On Mon, 27 Mar 2017 21:20:56 +0300
"Michael S. Tsirkin" <mst@redhat.com> wrote:

> On Mon, Mar 27, 2017 at 07:46:03PM +0200, Greg Kurz wrote:
> > This introduces an Error object based implementation of virtio_error(). It
> > allows to implement virtio_error() wrappers in device-specific code.
> > 
> > Signed-off-by: Greg Kurz <groug@kaod.org>
> > ---
> >  hw/virtio/virtio.c         |   21 ++++++++++++++++-----
> >  include/hw/virtio/virtio.h |    1 +
> >  2 files changed, 17 insertions(+), 5 deletions(-)
> > 
> > diff --git a/hw/virtio/virtio.c b/hw/virtio/virtio.c
> > index 03592c542a55..4036f4816038 100644
> > --- a/hw/virtio/virtio.c
> > +++ b/hw/virtio/virtio.c
> > @@ -2443,6 +2443,16 @@ void virtio_device_set_child_bus_name(VirtIODevice *vdev, char *bus_name)
> >      vdev->bus_name = g_strdup(bus_name);
> >  }
> >  
> > +static void virtio_device_set_broken(VirtIODevice *vdev)
> > +{
> > +    vdev->broken = true;
> > +
> > +    if (virtio_vdev_has_feature(vdev, VIRTIO_F_VERSION_1)) {
> > +        virtio_set_status(vdev, vdev->status | VIRTIO_CONFIG_S_NEEDS_RESET);
> > +        virtio_notify_config(vdev);
> > +    }
> > +}
> > +
> >  void GCC_FMT_ATTR(2, 3) virtio_error(VirtIODevice *vdev, const char *fmt, ...)
> >  {
> >      va_list ap;
> 
> It's worth pondering whether we can set this for versions < 1.0 too.

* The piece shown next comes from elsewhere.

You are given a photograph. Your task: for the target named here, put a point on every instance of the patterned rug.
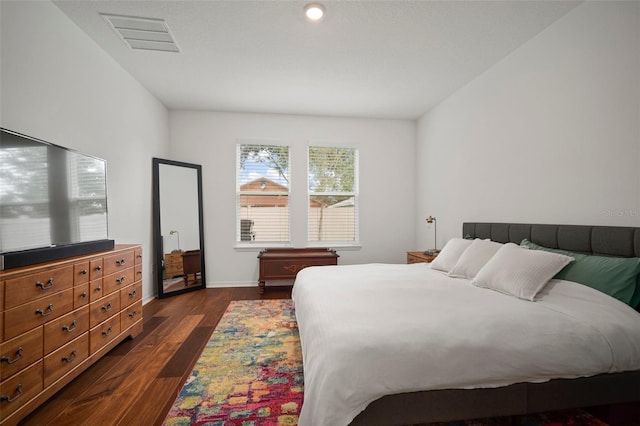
(250, 374)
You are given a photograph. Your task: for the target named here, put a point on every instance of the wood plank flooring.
(137, 382)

I'm a bit torn there. In theory, setting an unknown status bit should
not really do harm; but we can't be sure that there aren't legacy
drivers out there that will crash when they notice an unknown status
bit, and I'm not sure we want that.

> 
> 
> > @@ -2451,12 +2461,13 @@ void GCC_FMT_ATTR(2, 3) virtio_error(VirtIODevice *vdev, const char *fmt, ...)
> >      error_vreport(fmt, ap);
> >      va_end(ap);
> >  
> > -    vdev->broken = true;
> > +    virtio_device_set_broken(vdev);
> > +}
> >  
> > -    if (virtio_vdev_has_feature(vdev, VIRTIO_F_VERSION_1)) {
> > -        virtio_set_status(vdev, vdev->status | VIRTIO_CONFIG_S_NEEDS_RESET);
> > -        virtio_notify_config(vdev);
> > -    }
> > +void virtio_error_err(VirtIODevice *vdev, Error *err)
> > +{
> > +    error_report_err(err);
> > +    virtio_device_set_broken(vdev);
> >  }
> >  
> >  static void virtio_memory_listener_commit(MemoryListener *listener)
> 
> Should this skip error report if device is already broken?
> Otherwise we'll get a ton of errors in the log.

One would hope that qemu stops processing broken devices, but a check
might be better.

> 
> Also, whether to stop the device, or the VM, or just warn,
> seems like a policy decision. Why not set it on command line
> like we do for other storage?

I would trust the device implementation to make the decision: Can we
recover, can we start using the device again after a reset, or are we
so broken that we want to terminate the vm?

Note that all of this already applies to the existing virtio_error(); I
think we should discuss this independently of this patch.